1. An internal combustion engine, comprising,

an induction passage,

a venturi formed in said induction passage,

a throttle valve rotatably disposed in said induction passage for controlling the quantity of air-fuel mixture flow therethrough,

a fuel reservoir,

means for supplying fuel to said induction passage in accordance with the quantity of air flow through said induction passage,

means for supplying additional fuel to said induction passage,

said means for supplying additional fuel comprising an additional fuel valve means for controlling the additional fuel and a vacuum means for operating said additional fuel valve means,

an exhaust passage communicating with said induction passage,

passage means for recirculating a part of exhaust gases from said exhaust passage into said induction passage at the downstream of said throttle valve,

a first valve means for controlling recirculation of exhaust gases through said recirculating passage means,

a vacuum conduit communicating said first valve means with an atmospheric side of said throttle valve in said induction passage,

said first valve means including a servo means operatively connected to said induction passage at a location positioned on the atmospheric side of and adjacent to said throttle valve when said throttle valve is closed in idle position through said vacuum conduit, a spring normally biasing said first valve means for blocking flow of exhaust gases through said recirculating passage means, said first valve means for being acted on by vacuum in said induction passage against said spring to permit the flow of exhaust gases through said recirculating passage means,

a first conduit for operatively connecting said vacuum means with said induction passage downstream of said throttle valve,

means for controlling the vacuum applied to said vacuum means through said first conduit,

said means for controlling the vacuum including a solenoid valve means adapted for actuation simultaneously with actuation of said first valve means for controlling the vacuum applied to said vacuum means for the supply of the additional fuel.

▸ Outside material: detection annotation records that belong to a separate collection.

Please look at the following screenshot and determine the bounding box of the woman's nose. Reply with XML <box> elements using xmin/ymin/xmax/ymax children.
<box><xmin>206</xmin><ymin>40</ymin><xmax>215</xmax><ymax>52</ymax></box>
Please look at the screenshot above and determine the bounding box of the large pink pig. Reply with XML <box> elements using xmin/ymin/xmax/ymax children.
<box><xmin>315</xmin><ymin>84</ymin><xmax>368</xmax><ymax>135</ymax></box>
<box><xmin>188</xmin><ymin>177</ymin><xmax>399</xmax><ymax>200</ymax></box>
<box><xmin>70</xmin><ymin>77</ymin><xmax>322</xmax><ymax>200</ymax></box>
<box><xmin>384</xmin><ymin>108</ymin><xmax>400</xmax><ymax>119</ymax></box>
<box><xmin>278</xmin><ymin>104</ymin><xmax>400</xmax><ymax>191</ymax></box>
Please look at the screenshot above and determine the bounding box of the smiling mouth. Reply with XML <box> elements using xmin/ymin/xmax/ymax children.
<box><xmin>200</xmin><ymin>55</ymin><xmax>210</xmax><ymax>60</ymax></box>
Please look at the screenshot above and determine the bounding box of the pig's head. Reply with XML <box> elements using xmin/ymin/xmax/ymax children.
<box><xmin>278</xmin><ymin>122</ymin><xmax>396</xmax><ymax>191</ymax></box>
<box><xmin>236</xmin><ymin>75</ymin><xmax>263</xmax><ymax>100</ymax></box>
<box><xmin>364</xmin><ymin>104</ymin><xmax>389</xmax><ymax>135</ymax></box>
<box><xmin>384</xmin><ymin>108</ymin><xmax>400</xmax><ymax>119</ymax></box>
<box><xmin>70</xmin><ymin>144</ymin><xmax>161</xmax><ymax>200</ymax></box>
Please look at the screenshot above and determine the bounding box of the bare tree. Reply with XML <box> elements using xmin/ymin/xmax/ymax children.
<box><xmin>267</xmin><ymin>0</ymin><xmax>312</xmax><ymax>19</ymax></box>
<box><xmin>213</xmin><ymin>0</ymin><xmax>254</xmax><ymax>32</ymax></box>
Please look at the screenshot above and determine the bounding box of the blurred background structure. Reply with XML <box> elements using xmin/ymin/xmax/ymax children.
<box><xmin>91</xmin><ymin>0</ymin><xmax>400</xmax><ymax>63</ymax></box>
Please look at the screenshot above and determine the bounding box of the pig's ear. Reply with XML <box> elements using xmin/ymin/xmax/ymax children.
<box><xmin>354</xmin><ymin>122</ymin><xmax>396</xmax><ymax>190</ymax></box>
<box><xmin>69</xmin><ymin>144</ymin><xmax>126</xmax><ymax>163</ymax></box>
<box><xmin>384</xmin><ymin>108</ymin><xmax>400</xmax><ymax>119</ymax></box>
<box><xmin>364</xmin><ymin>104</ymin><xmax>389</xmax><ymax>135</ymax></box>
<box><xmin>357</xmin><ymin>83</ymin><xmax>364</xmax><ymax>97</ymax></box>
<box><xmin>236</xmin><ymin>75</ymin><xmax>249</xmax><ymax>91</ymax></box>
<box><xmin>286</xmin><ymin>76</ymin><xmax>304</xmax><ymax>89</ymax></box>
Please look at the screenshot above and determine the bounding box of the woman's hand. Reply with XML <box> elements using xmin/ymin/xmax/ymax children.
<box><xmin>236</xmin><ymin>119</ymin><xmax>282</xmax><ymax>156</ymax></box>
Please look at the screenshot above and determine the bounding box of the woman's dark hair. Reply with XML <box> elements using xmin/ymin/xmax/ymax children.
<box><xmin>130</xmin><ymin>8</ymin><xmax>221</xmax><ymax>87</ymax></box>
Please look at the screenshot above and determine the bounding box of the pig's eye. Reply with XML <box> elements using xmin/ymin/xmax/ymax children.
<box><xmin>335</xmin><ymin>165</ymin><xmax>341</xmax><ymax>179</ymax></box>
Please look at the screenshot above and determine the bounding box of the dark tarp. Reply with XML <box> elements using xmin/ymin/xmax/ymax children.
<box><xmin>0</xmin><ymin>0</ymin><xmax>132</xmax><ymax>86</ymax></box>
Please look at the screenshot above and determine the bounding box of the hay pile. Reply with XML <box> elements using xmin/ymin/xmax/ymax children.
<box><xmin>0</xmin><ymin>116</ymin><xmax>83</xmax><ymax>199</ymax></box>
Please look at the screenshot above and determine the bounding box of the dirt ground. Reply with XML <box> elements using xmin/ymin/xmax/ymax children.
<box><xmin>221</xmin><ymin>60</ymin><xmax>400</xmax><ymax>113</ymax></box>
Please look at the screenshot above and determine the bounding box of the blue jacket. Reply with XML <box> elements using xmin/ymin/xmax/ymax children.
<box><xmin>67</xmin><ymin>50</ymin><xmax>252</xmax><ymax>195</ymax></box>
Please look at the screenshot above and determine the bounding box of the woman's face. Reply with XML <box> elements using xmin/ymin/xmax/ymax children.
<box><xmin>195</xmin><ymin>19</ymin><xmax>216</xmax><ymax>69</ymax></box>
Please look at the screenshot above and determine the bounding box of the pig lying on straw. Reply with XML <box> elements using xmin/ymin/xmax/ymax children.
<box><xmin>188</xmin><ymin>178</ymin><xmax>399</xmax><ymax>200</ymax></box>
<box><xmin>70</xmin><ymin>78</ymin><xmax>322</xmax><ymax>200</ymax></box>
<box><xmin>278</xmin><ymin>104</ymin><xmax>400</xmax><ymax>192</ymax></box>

2. An internal combustion engine as claimed in claim 1, in which

said servo means for vacuum force biasing said first valve means against said spring for overcoming the force of said spring when vacuum in said vacuum conduit is higher than a predetermined value.

3. An internal combustion engine as claimed in claim 1, in which said means for supplying additional fuel includes a power piston means, constituting said vacuum means, for increasing the quantity of fuel flow during high power demanded operating conditions and said first conduit operatively connecting said power piston means with said induction passage downstream of said throttle valve to maintain said power piston means in an inoperative condition during normal engine operation.

4. An internal combustion engine as claimed in claim 1, wherein

said means for controlling the vacuum and said solenoid valve means are constructed as one unit, the latter includes a second valve means fluidly disposed in said first conduit, and

said second valve means is movable between a first position to vent said first conduit and a second position to permit said first conduit to communicate with said induction passage, and

said solenoid valve means is for moving said second valve means to the first position when said first valve means is actuated.

5. An internal combustion engine as claimed in claim 1, wherein

said means for supplying additional fuel includes means for supplying fuel with induced air to said induction passage downstream of said throttle valve during deceleration operating conditions,

conduit means connecting said fuel with induced air-supplying means with said induction passage downstream of said throttle valve, and

said additional fuel valve means is disposed in said conduit means for controlling the supply of the additional fuel with induced air.

6. An internal combustion engine as claimed in claim 1, wherein

said means for controlling the vacuum includes a vacuum valve means, the latter and said solenoid valve means are connected in parallel in said first conduit, and

said solenoid valve means is moveable between a first position to close passage therethrough and a second position to open passage therethrough, respectively.